Der Band „Wie ich eines schönen Morgens im April das 100%ige Mädchen sah“ vereint Haruki Murakami-Erzählungen aus dem gesamten Spektrum des Autors. Da sind zum Beispiel die fantastischen Erzählungen „TV-People“, „Das grüne Monster“ und „Der tanzende Zwerg“. Während in den ersten beiden Erzählungen die Realität der Protagonisten jäh durchbrochen wird, als ungewöhnliche Wesen in deren Alltag eintreten, spielt „Der tanzende Zwerg“ bereits in einer ganz anderen Realität. Das Motiv der „TV-People“ erinnert etwas an die „Little People“, denen der Leser im Haruki Murakami-Roman „1Q84“ begegnet.

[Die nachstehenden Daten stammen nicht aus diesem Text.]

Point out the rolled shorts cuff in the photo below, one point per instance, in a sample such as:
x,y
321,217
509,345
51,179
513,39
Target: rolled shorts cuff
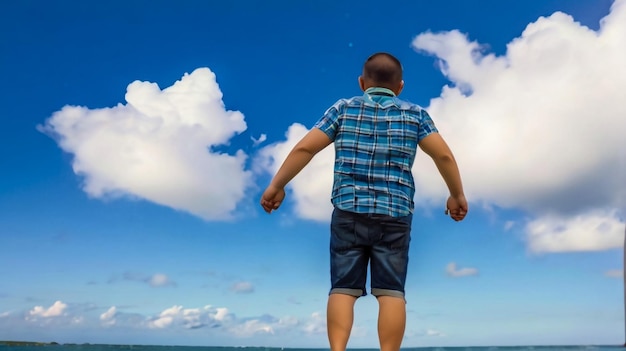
x,y
386,292
347,291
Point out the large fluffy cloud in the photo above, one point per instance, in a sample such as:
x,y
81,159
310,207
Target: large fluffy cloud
x,y
540,128
159,146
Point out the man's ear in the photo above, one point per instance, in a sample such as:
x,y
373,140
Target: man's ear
x,y
361,83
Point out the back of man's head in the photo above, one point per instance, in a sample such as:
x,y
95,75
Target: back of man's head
x,y
383,70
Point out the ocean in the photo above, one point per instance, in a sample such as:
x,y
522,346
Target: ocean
x,y
89,347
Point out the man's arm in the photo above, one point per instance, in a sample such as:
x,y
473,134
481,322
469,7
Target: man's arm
x,y
301,154
435,147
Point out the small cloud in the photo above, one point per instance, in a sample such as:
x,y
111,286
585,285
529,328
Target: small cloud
x,y
55,310
508,225
155,280
242,288
158,280
614,273
108,317
433,332
189,318
453,271
592,231
260,140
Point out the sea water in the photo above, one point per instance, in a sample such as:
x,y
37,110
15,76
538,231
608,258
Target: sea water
x,y
90,347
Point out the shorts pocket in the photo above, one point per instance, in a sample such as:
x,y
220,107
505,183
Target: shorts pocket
x,y
342,231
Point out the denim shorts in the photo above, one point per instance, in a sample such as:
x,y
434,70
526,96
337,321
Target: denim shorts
x,y
361,239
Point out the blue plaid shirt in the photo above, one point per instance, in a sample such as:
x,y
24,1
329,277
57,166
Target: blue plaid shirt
x,y
376,138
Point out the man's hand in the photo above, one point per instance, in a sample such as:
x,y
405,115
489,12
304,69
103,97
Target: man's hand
x,y
272,198
457,207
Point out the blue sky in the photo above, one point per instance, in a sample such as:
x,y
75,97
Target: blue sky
x,y
137,137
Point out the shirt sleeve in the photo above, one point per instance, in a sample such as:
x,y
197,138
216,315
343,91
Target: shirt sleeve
x,y
427,126
329,123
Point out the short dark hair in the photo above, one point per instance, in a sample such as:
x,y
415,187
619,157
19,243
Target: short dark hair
x,y
383,69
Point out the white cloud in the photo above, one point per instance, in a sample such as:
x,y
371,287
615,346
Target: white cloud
x,y
540,128
587,232
260,140
433,332
251,327
242,287
312,187
189,318
453,271
108,318
57,309
158,146
159,279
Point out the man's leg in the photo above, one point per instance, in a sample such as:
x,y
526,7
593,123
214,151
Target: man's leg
x,y
339,317
391,322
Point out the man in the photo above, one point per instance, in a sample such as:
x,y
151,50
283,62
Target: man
x,y
376,138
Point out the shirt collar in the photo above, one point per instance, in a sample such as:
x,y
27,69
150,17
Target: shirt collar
x,y
379,91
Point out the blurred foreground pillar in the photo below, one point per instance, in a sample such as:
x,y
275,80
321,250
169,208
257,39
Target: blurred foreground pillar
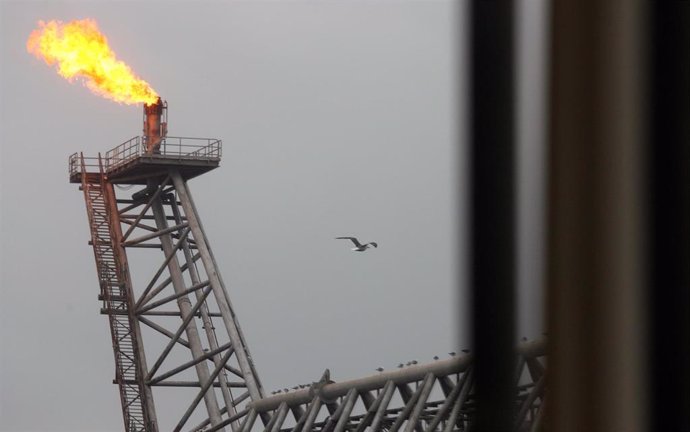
x,y
596,242
493,214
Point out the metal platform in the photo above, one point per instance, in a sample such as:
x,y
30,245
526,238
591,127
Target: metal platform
x,y
130,163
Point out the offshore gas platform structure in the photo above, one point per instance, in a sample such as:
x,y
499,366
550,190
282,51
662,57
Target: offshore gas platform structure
x,y
181,359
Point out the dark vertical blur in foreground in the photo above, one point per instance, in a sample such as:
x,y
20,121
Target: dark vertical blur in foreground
x,y
668,152
618,224
492,206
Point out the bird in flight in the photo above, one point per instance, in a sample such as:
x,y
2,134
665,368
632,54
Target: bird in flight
x,y
359,247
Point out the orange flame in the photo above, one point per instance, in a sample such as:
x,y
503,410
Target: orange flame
x,y
80,50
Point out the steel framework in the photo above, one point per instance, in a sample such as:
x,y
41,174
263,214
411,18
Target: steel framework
x,y
161,217
178,302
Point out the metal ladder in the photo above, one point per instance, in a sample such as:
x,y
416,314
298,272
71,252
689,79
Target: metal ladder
x,y
115,297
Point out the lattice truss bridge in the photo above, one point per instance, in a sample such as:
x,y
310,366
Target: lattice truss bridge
x,y
180,354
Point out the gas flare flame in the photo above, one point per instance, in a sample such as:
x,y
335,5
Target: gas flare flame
x,y
79,50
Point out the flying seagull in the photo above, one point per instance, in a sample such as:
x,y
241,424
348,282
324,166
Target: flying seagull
x,y
359,247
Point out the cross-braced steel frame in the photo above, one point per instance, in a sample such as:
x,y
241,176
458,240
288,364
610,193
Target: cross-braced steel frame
x,y
183,302
177,301
432,397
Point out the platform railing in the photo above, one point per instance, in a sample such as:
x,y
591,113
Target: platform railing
x,y
78,165
170,147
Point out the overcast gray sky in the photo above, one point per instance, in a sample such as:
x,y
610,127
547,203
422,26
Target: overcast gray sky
x,y
337,118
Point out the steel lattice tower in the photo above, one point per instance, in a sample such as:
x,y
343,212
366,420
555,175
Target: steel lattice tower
x,y
182,303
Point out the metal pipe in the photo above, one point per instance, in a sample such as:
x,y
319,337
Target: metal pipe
x,y
188,364
452,419
313,412
410,404
347,409
388,391
372,382
527,403
274,418
172,297
419,406
450,399
219,291
374,408
147,396
205,317
203,393
159,233
281,414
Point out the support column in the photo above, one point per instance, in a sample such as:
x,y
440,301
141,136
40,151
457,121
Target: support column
x,y
185,307
219,292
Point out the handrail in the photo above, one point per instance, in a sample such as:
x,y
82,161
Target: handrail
x,y
170,147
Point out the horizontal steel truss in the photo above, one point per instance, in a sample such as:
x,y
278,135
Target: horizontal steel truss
x,y
436,396
184,305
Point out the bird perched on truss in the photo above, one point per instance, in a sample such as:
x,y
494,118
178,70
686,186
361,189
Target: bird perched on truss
x,y
359,247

Dann gibt es Erzählungen, die aus der Sicht eines männlichen Studenten geschrieben sind. In „Das Fenster“ und „Der letzte Rasen am Nachmittag“ machen die Ich-Erzähler über ihre Nebenjobs ungewöhnliche Frauenbekanntschaften. Während sich der Protagonist in „Das Fenster“ als Lehrer fürs Briefeschreiben verdingt und eine seiner älteren Schülerinnen eines Tags trifft, mäht der Student in „Der letzte Rasen am Nachmittag“ einen Sommer lang die Rasen seiner Kundschaft. An seinem letzten Arbeitstag kürzt er den Rasen einer etwas kuriosen Witwe.

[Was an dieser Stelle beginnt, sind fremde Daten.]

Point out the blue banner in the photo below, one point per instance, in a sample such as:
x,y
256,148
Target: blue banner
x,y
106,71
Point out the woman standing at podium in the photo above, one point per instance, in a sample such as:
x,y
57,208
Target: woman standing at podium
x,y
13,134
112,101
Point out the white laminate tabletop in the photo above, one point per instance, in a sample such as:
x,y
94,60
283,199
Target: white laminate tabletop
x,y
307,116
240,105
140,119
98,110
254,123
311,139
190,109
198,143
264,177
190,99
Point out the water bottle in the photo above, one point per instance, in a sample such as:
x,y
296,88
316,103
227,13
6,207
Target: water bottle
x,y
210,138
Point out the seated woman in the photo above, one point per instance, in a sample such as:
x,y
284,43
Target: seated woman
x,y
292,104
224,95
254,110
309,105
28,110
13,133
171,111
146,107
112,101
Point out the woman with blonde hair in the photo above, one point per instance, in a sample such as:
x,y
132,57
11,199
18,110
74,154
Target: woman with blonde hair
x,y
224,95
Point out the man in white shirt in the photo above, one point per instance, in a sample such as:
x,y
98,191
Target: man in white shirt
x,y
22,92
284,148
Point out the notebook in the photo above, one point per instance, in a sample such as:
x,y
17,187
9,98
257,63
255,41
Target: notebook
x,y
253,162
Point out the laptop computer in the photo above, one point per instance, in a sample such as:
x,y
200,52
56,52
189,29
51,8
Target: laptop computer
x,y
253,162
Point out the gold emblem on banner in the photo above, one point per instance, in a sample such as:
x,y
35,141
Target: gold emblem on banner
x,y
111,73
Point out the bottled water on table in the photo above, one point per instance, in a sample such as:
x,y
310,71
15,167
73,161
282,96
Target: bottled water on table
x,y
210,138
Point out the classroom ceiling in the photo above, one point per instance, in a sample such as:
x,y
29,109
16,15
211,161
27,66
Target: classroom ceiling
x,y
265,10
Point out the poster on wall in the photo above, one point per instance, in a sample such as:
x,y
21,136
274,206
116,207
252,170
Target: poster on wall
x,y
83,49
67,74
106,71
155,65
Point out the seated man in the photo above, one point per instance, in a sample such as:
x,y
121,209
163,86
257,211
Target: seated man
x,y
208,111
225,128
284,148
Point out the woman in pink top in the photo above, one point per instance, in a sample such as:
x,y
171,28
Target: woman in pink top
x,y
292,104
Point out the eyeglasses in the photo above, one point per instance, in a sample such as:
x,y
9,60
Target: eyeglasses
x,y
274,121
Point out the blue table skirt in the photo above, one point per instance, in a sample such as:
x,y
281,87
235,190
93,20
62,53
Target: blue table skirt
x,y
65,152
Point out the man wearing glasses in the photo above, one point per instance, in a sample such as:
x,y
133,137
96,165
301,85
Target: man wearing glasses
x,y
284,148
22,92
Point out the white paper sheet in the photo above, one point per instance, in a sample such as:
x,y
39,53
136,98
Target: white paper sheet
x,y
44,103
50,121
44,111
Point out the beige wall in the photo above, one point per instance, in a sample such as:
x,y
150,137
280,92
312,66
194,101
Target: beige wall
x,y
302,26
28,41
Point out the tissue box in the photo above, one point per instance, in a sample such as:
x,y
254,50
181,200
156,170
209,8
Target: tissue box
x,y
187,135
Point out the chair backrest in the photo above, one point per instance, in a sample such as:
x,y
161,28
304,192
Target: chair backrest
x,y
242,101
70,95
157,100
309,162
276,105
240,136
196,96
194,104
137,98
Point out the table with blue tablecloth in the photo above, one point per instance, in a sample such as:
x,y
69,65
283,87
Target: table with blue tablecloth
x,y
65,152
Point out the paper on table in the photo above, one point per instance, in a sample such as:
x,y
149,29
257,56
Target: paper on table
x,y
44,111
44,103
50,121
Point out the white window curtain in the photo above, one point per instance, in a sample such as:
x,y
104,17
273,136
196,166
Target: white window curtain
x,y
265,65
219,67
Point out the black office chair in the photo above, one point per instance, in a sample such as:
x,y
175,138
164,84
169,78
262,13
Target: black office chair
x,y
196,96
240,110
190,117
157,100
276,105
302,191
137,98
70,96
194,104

Andere Erzählungen greifen dann wiederum das Leben von Schülern auf: In „Das Schweigen“ geht es um Mobbing an dem etwas zurückgezogenen Schüler Osawa. Aufgrund gekränkter Eitelkeit setzt ein anderer Schüler böse Gerüchte über ihn in die Welt. Fast droht der bald völlig isolierte Osawa an der Situation zu zerbrechen. In der Kurzgeschichte  „Wie ich eines schönen Morgens im April das 100%ige Mädchen sah“ geht es in der Binnenhandlung um ein verliebtes Schülerpärchen. Jedoch würde ich den kurzen Text eher als die sensationellste Anmachidee schlechthin bezeichnen.

In „Lederhosen“ und „Familiensache“ geht es um Änderungen in den Familiensituationen. Während es in „Lederhosen“ um eine Trennung geht, findet in „Familiensache“ ein Paar zusammen – zum Ärger des Bruders der Verlobten.

Besonders gut sind die Stimmungen gelungen, die Haruki Murakami mit wenigen und kurzen Sätzen beschreibt. So fühlt der Leser die Sommerhitze beim Rasenmähen geradezu auf der Haut prickeln, erlebt die Wut des gemobbten Schülers hautnah und er kann sogar in die phantastische Welt von „Der tanzende Zwerg“ komplett eintauchen, in der Elefanten in einer Fabrik gefertigt werden, die Menschen Metacol trinken und ein tanzender Zwerg vom Körper eines Arbeiters Besitz ergreift.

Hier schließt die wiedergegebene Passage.